With compression enabled`compress_segmentby`was not specified. All data is compressed into a single segment,`WHERE sensor_id = 42`The same filter query had to free an entire chunk. Queries became 3 times slower than before compression.

**Recover**: Release all compressed chunks,`compress_segmentby`After setting it, it was recompressed. With large amounts of data, this process can take hours, so it's important to get it set up right the first time.

### Case 3: Storage exhaustion due to operating without a retention policy

IoT sensor data was loaded without a retention policy for 3 years. The total data size reached 15TB, and most analysis queries used only the last 30 days of data. Storage costs were running into thousands of dollars per month.

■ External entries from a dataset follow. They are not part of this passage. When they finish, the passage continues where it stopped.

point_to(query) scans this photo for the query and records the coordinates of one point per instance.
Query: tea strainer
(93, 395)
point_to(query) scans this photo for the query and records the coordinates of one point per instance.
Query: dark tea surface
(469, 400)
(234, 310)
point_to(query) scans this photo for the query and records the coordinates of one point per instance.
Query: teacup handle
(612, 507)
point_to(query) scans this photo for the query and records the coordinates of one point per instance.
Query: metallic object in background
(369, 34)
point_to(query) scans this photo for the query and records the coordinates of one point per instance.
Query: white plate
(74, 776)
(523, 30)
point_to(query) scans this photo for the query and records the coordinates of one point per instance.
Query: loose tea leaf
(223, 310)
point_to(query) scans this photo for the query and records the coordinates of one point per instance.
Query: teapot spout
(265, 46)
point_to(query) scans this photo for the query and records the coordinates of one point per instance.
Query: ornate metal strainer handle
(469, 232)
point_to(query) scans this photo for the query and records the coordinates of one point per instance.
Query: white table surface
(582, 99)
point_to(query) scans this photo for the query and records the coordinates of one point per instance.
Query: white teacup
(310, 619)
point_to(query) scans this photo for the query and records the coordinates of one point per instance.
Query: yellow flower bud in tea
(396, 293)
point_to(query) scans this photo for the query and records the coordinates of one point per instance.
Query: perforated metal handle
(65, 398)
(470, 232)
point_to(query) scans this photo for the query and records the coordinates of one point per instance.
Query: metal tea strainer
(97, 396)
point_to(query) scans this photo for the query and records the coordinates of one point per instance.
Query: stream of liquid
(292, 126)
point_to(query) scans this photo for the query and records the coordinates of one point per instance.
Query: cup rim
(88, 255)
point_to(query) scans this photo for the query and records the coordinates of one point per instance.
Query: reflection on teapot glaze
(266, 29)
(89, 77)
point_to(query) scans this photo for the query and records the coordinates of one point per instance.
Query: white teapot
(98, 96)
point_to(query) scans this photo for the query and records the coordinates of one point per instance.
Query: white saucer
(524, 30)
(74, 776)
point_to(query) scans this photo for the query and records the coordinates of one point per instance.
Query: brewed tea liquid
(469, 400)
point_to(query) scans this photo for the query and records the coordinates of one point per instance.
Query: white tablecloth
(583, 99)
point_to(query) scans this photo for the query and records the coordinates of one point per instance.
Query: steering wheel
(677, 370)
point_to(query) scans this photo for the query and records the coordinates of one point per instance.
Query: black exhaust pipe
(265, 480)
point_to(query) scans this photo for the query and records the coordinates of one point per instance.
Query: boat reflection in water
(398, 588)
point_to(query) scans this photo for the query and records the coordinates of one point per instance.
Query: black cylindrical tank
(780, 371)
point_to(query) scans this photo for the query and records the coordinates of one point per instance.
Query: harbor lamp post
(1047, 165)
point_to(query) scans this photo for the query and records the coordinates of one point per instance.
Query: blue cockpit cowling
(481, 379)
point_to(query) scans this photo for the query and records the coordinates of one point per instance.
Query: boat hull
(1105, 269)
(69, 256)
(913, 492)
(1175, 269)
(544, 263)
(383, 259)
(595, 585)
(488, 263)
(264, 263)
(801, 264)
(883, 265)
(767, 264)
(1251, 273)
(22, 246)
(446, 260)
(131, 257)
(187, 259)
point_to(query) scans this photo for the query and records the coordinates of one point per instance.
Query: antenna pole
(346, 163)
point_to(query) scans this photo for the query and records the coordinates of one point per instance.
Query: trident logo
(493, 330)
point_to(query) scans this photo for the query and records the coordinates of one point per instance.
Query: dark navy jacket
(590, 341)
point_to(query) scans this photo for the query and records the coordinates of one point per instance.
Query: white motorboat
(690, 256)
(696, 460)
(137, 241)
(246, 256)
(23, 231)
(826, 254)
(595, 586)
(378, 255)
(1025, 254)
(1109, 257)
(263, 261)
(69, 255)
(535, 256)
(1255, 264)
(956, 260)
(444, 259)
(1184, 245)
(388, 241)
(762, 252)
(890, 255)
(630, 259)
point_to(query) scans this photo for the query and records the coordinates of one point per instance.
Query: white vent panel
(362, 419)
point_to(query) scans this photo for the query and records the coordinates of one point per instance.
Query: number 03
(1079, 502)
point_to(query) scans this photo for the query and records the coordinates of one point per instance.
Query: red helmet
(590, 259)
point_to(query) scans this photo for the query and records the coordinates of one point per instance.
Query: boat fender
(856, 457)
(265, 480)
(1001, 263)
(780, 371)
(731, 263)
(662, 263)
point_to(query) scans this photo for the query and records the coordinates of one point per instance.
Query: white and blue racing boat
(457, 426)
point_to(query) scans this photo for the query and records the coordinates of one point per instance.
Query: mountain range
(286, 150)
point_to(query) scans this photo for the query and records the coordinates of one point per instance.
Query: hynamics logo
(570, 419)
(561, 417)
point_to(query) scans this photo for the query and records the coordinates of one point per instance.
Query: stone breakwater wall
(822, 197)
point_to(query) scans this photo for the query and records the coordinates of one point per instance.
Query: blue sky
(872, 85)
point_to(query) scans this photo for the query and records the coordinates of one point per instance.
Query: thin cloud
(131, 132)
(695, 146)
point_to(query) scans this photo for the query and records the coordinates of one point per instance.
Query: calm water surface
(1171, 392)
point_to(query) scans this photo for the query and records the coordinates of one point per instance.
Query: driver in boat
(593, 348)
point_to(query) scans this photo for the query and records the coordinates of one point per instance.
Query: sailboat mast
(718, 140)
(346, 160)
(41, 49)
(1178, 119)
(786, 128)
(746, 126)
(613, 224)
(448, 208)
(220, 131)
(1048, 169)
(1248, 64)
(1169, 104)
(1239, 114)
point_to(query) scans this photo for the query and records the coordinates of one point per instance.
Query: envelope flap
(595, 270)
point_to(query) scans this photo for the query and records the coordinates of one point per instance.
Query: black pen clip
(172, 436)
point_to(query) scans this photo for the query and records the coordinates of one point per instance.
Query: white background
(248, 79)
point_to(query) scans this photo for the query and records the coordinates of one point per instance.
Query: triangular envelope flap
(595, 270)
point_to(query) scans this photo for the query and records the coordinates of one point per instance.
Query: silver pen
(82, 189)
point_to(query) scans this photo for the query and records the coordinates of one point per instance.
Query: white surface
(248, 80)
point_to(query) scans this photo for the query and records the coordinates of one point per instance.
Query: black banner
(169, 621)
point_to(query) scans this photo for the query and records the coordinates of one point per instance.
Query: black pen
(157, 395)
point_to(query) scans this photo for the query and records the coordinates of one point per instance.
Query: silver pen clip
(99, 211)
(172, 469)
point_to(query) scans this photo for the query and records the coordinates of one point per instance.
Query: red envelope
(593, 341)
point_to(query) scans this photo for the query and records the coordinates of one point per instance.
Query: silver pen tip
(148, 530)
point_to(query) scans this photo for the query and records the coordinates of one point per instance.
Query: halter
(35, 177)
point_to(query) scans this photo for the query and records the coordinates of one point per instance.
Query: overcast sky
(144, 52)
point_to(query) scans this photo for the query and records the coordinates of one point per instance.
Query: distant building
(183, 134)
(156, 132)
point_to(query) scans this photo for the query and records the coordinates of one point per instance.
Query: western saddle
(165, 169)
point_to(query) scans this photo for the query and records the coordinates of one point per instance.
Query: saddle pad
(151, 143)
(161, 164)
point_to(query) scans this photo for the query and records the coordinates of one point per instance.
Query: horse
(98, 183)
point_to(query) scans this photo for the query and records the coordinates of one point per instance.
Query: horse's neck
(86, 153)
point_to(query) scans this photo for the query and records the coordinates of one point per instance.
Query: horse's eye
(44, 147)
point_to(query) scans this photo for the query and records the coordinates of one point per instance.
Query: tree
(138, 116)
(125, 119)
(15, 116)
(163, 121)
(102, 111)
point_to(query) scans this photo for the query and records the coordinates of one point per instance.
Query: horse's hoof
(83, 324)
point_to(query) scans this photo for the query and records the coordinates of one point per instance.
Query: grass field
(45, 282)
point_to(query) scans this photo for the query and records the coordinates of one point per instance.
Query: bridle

**Recovery**: First obtained hourly/daily aggregation of past data by creating a continuous aggregation, and then applied a 90-day retention policy to the original data. Storage decreased from 15TB to 800GB.

## 15. Production Checklist

### Hypertable design

- [ ] Is the chunk interval set appropriately for the daily data volume and memory?
- [ ] Have you considered whether multidimensional partitioning is necessary (if the number of unique devices/sensors is very high)?
- [ ] Is the time zone processing method of the time column unified? (TIMESTAMPTZ recommended)

### index

- [ ] Is there a composite index that matches the main query pattern?
- [ ] Are unnecessary indexes degrading INSERT performance?
- [ ] Did you optimize the index size by using partial indexes?

### Compression

- [ ]`compress_segmentby`matches the query pattern
- [ ] Does the time offset of the compression policy take late-arriving data into account?
- [ ] Is the compression ratio achieving the expected level (80% or more)?

### Continuous counting

- [ ] Is continuous aggregation utilized in dashboard/report queries?
- [ ] Are the update cycle and offset set according to the data delay characteristics?
- [ ] Is hierarchical aggregation (hourly -> daily) configured?

### Data retention

- [ ] Has the retention period for the original data been set?
- [ ] Is the retention period of aggregated data set longer than the original?
- [ ] Is the retention policy job running normally (check job_stats)?

### Monitoring

- [ ] Are disk usage monitoring and notifications set up?
- [ ] Is the execution status of background tasks (compression, preservation, aggregation) monitored?
- [ ] Is slow query logging enabled (`log_min_duration_statement`)
- [ ] Isn’t the number of chunks increasing excessively?

### Backup and recovery

- [ ]`pg_dump`or`pg_basebackup`Have regular backups been set up?
- [ ] Was recovery testing performed regularly?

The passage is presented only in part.